What I didn’t want was for Milo to think I was a goopy girl on a quest for summer love.
“Who cares if I have a soul mate? This is my summer to disconnect,” I said.
“I care,” he said. “I think someone’s out there. For each of us.”
He sounded so much like Maggie, it was actually comforting. I looked him in the eye and said to him what I would have said to her. “How adorable. Do you also believe in Santa Claus? Or is it just looking at stars that makes you want to talk in clichés?”
He blinked. I’d hurt him. Then he laughed. “Screw you, Jersey Girl.”
One thing I hate is when people take a free jab at New Jersey. As if it’s the last word in tacky wasteland. I especially disliked it coming from this self-entitled rich kid. Leading me on with his silly poetic thoughts, then reverting to some easy joke about New Jersey when I didn’t act all enraptured. Maybe I
would
find my soul mate this summer, on this island. It wasn’t the craziest idea. But if I did, I wouldn’t be gunning to go tell Milo McRae all about it.
Meantime, I did my best to act unbothered. Leaning back and stretching my arms over my head. “Put out your cancer stick,” I told him. “Forcing me to breathe in your secondhand is illegal. Even in New Jersey.”
FIVE
They arrived in spite of the deadening effects of my sleeping pill. I’d hoped they wouldn’t follow me to Little Bly. I’d even considered not taking anything. But then I popped it on the decent chance it was a muscle relaxer. My grab-bag game always held an element of risk, and the only pill I didn’t want was one of Mom’s weaker antihistamines. Okay by day, but too thin a blanket for night.
Earlier, I’d knelt by the bookcase and rolled the pill in my fingers. I was tired. Did I really need a send-off? Shouldn’t the act of falling asleep be somewhat effortless?
As a compromise, I bit it in half. Sleeping pill. Fifteen minutes later, I was out.
They’d been waiting. Hank was facing me on the small chair by the vanity. Uncle Jim was closer, cross-legged on the duvet I’d pushed to the foot of the bed. The steady pressure of his kneecap against my foot had caused me to wake up, although I’d tried, in my twilit state, to ignore him.
Go away.
My vision adjusted. Hank was slumped in his seat the way I imagine he used to watch television: his arms hanging over the sides and his chin doubled, his gaze lifted. They were distant as twin moons, my dependable companions, visible and yet far out of reach as always.
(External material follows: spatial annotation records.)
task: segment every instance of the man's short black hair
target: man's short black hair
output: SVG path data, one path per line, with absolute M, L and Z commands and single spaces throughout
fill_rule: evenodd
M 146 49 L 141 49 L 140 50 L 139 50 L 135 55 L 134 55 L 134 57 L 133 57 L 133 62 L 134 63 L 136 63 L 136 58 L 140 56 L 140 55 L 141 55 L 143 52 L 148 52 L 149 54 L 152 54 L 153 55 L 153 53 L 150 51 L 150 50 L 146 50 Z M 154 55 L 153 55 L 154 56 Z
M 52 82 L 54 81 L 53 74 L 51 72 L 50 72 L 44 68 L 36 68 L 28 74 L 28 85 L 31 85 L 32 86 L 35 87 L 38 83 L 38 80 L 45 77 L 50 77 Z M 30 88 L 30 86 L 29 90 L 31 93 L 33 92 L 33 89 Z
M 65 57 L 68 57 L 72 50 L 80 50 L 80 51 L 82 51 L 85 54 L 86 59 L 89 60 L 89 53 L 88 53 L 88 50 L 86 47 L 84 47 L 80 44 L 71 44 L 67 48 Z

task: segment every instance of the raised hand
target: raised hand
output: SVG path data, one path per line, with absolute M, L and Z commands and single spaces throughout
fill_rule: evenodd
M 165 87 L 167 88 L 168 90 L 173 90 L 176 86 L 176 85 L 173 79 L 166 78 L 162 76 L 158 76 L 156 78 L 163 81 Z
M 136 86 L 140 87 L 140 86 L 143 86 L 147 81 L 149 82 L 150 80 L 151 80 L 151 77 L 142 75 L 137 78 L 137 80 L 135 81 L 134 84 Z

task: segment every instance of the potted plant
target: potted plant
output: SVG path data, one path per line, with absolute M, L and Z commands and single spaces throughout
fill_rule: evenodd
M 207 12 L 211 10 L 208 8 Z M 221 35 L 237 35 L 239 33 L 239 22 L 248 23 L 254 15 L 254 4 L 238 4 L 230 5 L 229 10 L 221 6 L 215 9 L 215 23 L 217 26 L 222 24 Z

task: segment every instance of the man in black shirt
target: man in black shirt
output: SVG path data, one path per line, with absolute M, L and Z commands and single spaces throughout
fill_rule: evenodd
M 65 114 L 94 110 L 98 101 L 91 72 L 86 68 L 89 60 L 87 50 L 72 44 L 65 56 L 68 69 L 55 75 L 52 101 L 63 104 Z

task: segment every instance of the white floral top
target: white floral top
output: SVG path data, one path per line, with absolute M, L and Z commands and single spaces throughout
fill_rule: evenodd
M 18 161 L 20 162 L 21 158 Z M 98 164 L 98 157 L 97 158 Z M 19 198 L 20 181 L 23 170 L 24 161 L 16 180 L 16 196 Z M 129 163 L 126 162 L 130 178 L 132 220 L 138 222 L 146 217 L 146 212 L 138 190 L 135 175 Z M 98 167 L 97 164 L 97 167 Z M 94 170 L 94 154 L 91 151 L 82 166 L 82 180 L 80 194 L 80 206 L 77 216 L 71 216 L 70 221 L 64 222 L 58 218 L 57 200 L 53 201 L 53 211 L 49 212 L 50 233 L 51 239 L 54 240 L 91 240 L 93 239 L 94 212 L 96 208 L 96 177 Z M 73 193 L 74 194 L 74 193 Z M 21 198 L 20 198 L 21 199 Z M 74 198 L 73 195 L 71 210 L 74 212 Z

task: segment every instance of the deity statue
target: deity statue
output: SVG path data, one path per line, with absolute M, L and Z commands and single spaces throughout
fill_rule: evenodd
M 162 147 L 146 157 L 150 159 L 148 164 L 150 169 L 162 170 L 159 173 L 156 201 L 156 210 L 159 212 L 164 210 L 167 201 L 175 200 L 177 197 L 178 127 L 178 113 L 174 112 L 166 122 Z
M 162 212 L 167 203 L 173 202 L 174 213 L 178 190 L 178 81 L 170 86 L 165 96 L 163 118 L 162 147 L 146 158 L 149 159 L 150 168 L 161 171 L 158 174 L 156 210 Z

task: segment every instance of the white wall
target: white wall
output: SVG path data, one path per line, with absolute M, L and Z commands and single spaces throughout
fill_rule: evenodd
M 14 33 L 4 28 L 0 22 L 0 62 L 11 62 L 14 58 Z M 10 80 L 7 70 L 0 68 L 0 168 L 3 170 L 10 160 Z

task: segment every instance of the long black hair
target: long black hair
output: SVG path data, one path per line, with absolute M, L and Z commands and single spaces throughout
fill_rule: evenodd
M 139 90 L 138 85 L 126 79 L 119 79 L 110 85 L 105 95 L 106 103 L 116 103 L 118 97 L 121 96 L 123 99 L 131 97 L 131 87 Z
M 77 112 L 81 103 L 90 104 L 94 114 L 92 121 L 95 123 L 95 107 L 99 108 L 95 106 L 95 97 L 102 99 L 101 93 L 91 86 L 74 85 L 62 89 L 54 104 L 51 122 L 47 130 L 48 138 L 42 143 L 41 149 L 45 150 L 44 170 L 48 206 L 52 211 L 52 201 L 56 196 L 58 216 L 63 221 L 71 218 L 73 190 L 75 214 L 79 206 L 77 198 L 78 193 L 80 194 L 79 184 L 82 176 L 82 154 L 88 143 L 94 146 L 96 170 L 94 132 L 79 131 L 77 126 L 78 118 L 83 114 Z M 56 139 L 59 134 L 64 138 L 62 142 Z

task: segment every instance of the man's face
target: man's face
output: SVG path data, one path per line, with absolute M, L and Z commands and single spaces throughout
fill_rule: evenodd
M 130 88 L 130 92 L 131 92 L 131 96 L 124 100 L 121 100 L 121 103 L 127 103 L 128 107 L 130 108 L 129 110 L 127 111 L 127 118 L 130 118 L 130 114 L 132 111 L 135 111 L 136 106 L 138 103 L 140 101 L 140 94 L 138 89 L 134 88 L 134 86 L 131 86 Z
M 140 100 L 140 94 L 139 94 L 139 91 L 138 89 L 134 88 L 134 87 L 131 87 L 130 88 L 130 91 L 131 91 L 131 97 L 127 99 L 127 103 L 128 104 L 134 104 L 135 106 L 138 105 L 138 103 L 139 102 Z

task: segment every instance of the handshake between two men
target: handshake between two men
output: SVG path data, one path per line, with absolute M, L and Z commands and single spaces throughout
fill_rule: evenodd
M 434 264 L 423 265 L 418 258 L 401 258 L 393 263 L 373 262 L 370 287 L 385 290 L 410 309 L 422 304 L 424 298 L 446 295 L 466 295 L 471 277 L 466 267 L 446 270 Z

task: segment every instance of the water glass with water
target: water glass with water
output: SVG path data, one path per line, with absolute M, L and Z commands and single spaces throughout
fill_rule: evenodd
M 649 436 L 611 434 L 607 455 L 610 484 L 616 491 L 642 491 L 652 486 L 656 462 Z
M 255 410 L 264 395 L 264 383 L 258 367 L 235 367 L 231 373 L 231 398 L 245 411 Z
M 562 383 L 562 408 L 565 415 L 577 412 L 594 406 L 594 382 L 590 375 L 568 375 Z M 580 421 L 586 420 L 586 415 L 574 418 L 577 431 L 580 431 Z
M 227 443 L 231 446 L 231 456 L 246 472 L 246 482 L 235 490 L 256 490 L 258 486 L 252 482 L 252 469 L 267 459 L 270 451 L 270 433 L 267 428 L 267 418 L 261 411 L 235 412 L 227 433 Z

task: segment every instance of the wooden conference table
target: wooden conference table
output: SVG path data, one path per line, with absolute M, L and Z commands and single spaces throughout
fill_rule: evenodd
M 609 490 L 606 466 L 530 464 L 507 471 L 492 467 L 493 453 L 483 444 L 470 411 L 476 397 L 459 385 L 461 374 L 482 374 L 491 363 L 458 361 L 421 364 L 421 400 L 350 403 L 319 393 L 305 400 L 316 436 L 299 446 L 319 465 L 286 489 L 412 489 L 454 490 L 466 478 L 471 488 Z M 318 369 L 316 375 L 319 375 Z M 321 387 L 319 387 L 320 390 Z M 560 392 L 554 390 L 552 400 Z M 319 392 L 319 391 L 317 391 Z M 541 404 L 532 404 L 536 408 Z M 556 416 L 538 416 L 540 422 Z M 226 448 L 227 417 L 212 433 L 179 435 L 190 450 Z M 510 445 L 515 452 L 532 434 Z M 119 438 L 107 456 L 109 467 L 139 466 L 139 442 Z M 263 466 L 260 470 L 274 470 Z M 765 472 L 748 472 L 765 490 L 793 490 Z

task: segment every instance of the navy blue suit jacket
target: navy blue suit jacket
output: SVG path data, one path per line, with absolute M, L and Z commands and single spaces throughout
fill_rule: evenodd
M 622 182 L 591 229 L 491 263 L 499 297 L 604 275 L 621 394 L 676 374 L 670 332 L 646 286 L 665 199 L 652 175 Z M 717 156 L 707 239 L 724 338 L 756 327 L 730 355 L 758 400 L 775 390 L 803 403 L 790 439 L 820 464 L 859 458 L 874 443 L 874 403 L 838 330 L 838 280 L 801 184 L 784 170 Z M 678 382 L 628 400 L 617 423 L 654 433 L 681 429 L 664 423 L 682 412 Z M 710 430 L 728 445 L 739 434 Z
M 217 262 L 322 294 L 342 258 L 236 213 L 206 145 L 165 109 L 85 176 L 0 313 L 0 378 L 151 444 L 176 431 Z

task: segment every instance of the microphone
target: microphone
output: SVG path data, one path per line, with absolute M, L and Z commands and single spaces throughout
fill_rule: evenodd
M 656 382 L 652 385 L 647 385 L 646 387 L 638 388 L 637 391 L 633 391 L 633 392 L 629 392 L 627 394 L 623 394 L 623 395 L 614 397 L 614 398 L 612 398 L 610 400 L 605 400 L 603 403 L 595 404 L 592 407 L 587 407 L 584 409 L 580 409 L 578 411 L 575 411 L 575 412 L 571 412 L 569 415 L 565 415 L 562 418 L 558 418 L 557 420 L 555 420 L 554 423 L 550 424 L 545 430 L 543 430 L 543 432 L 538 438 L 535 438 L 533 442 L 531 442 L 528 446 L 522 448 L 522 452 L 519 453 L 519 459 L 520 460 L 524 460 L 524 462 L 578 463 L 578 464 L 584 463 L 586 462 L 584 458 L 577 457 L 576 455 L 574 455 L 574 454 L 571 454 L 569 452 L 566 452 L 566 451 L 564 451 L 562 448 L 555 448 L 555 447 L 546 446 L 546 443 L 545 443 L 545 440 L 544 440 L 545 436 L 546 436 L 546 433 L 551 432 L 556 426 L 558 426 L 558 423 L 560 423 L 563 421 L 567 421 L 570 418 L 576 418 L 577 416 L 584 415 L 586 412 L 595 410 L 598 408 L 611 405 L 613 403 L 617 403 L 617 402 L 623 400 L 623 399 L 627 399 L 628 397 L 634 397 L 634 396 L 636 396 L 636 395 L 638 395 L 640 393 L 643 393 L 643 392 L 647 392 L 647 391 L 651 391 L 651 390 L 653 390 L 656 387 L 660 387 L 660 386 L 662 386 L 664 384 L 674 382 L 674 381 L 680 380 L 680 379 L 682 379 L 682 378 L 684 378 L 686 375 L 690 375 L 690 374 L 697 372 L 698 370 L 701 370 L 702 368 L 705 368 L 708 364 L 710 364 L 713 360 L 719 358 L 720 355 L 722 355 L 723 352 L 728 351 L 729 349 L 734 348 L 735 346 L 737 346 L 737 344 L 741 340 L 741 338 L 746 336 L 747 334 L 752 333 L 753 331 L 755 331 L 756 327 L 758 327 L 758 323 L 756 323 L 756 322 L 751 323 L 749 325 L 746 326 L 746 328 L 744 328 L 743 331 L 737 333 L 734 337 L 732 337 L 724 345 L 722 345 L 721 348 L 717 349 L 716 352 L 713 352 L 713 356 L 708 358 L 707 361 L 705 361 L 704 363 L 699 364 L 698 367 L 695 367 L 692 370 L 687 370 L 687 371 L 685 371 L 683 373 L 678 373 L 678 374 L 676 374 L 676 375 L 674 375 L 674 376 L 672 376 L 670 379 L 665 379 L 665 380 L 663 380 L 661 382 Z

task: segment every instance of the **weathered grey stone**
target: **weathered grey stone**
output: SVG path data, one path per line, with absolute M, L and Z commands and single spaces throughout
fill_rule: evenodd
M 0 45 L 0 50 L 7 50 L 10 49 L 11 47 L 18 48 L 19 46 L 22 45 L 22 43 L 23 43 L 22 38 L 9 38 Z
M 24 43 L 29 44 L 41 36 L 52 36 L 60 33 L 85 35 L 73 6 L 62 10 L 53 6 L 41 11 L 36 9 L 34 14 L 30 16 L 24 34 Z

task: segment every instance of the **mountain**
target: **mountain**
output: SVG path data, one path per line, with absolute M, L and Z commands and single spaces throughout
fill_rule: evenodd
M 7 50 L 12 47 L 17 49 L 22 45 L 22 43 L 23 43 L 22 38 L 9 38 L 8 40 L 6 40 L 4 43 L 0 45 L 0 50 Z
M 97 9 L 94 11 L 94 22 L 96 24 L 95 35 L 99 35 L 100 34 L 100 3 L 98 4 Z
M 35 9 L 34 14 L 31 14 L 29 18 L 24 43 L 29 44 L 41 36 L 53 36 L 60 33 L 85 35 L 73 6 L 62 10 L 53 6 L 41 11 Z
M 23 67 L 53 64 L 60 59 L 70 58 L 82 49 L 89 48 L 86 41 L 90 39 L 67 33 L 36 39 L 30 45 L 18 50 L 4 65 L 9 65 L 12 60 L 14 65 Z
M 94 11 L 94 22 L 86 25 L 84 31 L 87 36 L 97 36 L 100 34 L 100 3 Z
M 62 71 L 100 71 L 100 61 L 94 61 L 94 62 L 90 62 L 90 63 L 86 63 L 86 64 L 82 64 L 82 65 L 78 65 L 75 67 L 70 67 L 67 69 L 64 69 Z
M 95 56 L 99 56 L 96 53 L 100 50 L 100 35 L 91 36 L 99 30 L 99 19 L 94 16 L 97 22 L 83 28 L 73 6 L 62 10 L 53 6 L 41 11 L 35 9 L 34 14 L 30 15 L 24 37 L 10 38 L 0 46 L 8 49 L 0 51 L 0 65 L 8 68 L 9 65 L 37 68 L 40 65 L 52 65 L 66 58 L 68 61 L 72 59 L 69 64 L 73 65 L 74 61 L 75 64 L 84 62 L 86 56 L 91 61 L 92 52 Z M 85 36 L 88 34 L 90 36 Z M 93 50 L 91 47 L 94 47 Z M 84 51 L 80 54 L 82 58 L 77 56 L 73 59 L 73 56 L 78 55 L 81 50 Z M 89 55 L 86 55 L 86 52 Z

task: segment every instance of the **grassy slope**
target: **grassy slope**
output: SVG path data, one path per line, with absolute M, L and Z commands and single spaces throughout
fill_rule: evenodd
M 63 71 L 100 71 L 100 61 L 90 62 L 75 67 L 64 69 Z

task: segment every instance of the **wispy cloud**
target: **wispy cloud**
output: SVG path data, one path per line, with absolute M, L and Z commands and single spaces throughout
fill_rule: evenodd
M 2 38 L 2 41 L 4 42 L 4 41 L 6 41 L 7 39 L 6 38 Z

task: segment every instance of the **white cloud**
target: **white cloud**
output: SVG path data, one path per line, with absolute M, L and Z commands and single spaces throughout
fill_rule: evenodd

“You don’t have to watch over me,” I whispered, sitting up. “I think I’ll be okay here. Mom was right. I needed the change.”
Silence. That’s always how it was with Hank and Uncle Jim. They didn’t acknowledge our communion. Then I could stare at them all I wanted. That night, like every other night, Uncle Jim wore his too-big navy suit. The rope marks were like tar streaks beneath his collar.
The way everyone remembered it, Uncle Jim had been cheerful that night, downing a glass of birthday champagne and then excusing himself to slip into Granddad’s study. A private room with a sturdy ceiling light. He’d done it perfectly, a hangman’s noose with coils proportioned exactly to rope thickness, slung in correct position behind his ears. No extra, flopping minutes. He’d been studying to be an accountant, and his death seemed accountably tidy.
The note in his breast pocket had read:
please forgive me.
Hank’s had been the more “predictable” death. Everyone said he’d been “a little off” since boyhood, with a decidedly bad temper. More than once I’d heard family members confess relief that he’d turned that rage on his own body. No note—but my dad’s line on that was that Hank often took himself by surprise.